Ich habe mir in letzter Zeit angewöhnt, an Samstagabenden bei meiner Oma zu übernachten, selbst wenn meine Eltern gar nicht ausgehen. Meine Oma erlaubt mir nämlich, so lange fernzusehen wie ich möchte. Als ich eines Sonnabends an ihrer Wohnungstür klingele, öffnet sie mir erfreut und fragt mich lachend, ob es wieder einen Western im Spätprogramm gäbe.
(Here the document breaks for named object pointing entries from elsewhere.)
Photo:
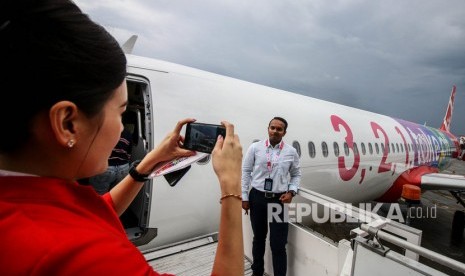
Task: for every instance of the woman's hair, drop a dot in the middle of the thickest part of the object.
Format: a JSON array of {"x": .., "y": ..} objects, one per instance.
[{"x": 50, "y": 51}]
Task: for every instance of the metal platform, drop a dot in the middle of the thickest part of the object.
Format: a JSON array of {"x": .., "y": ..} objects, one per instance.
[{"x": 192, "y": 257}]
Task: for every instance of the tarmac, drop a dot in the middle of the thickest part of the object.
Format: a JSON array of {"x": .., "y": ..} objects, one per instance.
[{"x": 433, "y": 216}]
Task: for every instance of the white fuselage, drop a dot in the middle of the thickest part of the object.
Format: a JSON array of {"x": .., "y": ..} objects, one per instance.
[{"x": 191, "y": 207}]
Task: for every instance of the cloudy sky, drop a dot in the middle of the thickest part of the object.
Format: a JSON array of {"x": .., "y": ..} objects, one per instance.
[{"x": 399, "y": 58}]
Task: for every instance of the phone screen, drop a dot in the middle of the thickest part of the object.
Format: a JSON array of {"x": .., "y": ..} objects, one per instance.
[{"x": 202, "y": 137}]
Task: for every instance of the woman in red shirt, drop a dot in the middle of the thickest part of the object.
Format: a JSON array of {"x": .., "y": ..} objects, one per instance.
[{"x": 62, "y": 78}]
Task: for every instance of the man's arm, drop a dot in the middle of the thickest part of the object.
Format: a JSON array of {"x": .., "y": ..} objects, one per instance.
[
  {"x": 247, "y": 168},
  {"x": 295, "y": 173}
]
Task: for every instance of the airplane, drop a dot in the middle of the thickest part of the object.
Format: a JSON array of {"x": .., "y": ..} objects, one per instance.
[{"x": 345, "y": 153}]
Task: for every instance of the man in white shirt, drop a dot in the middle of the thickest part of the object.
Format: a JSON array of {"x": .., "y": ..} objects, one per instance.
[{"x": 267, "y": 167}]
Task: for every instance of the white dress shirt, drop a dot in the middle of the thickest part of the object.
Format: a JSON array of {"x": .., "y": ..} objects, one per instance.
[{"x": 285, "y": 170}]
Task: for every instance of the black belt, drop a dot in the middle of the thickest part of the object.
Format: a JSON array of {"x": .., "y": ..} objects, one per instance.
[{"x": 270, "y": 194}]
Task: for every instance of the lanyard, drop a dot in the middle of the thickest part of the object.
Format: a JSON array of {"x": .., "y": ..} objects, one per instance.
[{"x": 268, "y": 155}]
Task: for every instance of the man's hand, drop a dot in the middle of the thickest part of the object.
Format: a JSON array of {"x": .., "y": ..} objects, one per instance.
[
  {"x": 286, "y": 198},
  {"x": 246, "y": 207}
]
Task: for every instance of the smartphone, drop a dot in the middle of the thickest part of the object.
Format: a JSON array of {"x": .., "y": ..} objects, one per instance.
[{"x": 202, "y": 137}]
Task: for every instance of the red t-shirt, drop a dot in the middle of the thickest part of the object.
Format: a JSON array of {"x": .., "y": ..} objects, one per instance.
[{"x": 56, "y": 227}]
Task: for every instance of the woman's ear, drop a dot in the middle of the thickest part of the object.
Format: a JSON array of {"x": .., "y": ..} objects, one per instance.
[{"x": 63, "y": 120}]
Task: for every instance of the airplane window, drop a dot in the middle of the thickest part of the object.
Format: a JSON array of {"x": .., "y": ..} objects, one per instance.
[
  {"x": 296, "y": 145},
  {"x": 346, "y": 149},
  {"x": 311, "y": 149},
  {"x": 356, "y": 149},
  {"x": 324, "y": 147},
  {"x": 336, "y": 149}
]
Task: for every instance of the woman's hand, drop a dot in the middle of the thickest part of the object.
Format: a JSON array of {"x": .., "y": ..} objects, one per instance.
[
  {"x": 168, "y": 149},
  {"x": 227, "y": 160}
]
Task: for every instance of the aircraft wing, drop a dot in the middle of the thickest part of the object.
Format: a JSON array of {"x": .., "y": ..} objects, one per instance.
[{"x": 441, "y": 181}]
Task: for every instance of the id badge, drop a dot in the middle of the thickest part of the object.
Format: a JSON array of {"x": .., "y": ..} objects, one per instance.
[{"x": 268, "y": 184}]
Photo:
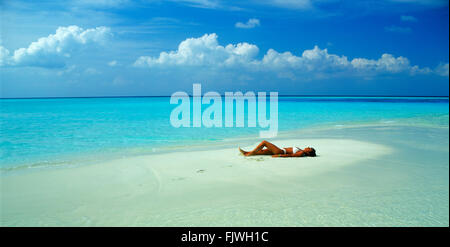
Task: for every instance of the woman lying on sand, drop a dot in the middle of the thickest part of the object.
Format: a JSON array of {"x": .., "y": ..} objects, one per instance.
[{"x": 275, "y": 151}]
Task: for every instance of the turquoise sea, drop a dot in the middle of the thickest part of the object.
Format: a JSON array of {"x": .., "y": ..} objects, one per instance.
[{"x": 45, "y": 132}]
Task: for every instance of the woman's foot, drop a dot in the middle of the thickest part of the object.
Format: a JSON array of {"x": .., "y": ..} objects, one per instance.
[{"x": 243, "y": 152}]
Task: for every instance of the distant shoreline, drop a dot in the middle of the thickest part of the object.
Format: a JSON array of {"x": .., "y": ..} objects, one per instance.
[{"x": 282, "y": 96}]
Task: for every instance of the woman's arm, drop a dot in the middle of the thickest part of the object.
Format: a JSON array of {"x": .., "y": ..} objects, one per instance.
[{"x": 298, "y": 154}]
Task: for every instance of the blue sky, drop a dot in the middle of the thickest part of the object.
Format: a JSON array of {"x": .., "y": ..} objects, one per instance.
[{"x": 301, "y": 47}]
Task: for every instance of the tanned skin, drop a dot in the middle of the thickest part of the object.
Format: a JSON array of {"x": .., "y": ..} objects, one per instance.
[{"x": 267, "y": 148}]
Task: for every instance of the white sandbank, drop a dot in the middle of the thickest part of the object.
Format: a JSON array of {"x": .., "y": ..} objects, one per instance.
[{"x": 198, "y": 188}]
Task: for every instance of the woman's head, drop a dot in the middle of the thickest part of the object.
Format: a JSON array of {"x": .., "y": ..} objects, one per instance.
[{"x": 309, "y": 151}]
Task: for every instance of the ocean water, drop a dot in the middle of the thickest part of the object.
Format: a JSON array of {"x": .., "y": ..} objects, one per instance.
[{"x": 46, "y": 132}]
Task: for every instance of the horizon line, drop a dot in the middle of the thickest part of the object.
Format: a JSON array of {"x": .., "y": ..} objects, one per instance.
[{"x": 222, "y": 95}]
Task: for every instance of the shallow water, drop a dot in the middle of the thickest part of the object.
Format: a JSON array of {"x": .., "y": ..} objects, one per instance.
[
  {"x": 405, "y": 182},
  {"x": 54, "y": 132}
]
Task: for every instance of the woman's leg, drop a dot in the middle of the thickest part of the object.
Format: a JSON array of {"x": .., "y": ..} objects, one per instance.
[{"x": 271, "y": 149}]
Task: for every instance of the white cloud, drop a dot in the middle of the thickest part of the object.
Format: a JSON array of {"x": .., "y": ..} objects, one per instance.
[
  {"x": 112, "y": 63},
  {"x": 442, "y": 69},
  {"x": 296, "y": 4},
  {"x": 408, "y": 18},
  {"x": 397, "y": 29},
  {"x": 205, "y": 51},
  {"x": 251, "y": 23},
  {"x": 55, "y": 49},
  {"x": 207, "y": 4}
]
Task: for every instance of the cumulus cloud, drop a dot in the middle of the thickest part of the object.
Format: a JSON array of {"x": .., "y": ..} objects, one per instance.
[
  {"x": 442, "y": 69},
  {"x": 206, "y": 51},
  {"x": 295, "y": 4},
  {"x": 55, "y": 49},
  {"x": 112, "y": 63},
  {"x": 397, "y": 29},
  {"x": 408, "y": 18},
  {"x": 251, "y": 23}
]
Ich sage schnell „Weiß nicht!“ und drücke mich an ihr vorbei in die Wohnung, damit sie die Schamesröte in meinem Gesicht nicht sieht. Sie glaubt mir, obwohl sie weiß, dass ich lüge. Ich bin erst 11 und verstehe noch rein gar nichts vom Leben, aber mir wird klar, dass dies kein Widerspruch ist, sondern Liebe. Ich besuche sie in Zukunft noch häufiger – und niemals mehr wegen eines John Wayne-Films.

/ 1984

Ich werde an meiner Schule erpresst. Ein sehr großer und kräftiger Junge droht mir, mich zu verprügeln, wenn ich ihm nicht jeden Tag eine Mark gebe. Sechs Wochen lang bringe ich ihm jeden Morgen eine Mark – von dem Geld, das ich für ein neues Fahrrad gespart hatte. Dann beschließe ich, dass das so nicht weitergehen kann, mehr aus Vernunft und auf der Basis buchhalterischer Kalkulationen denn aus Heldentum. Ich sage dem Jungen, dass ich ihm kein Geld mehr bringen würde und es passiert: gar nichts.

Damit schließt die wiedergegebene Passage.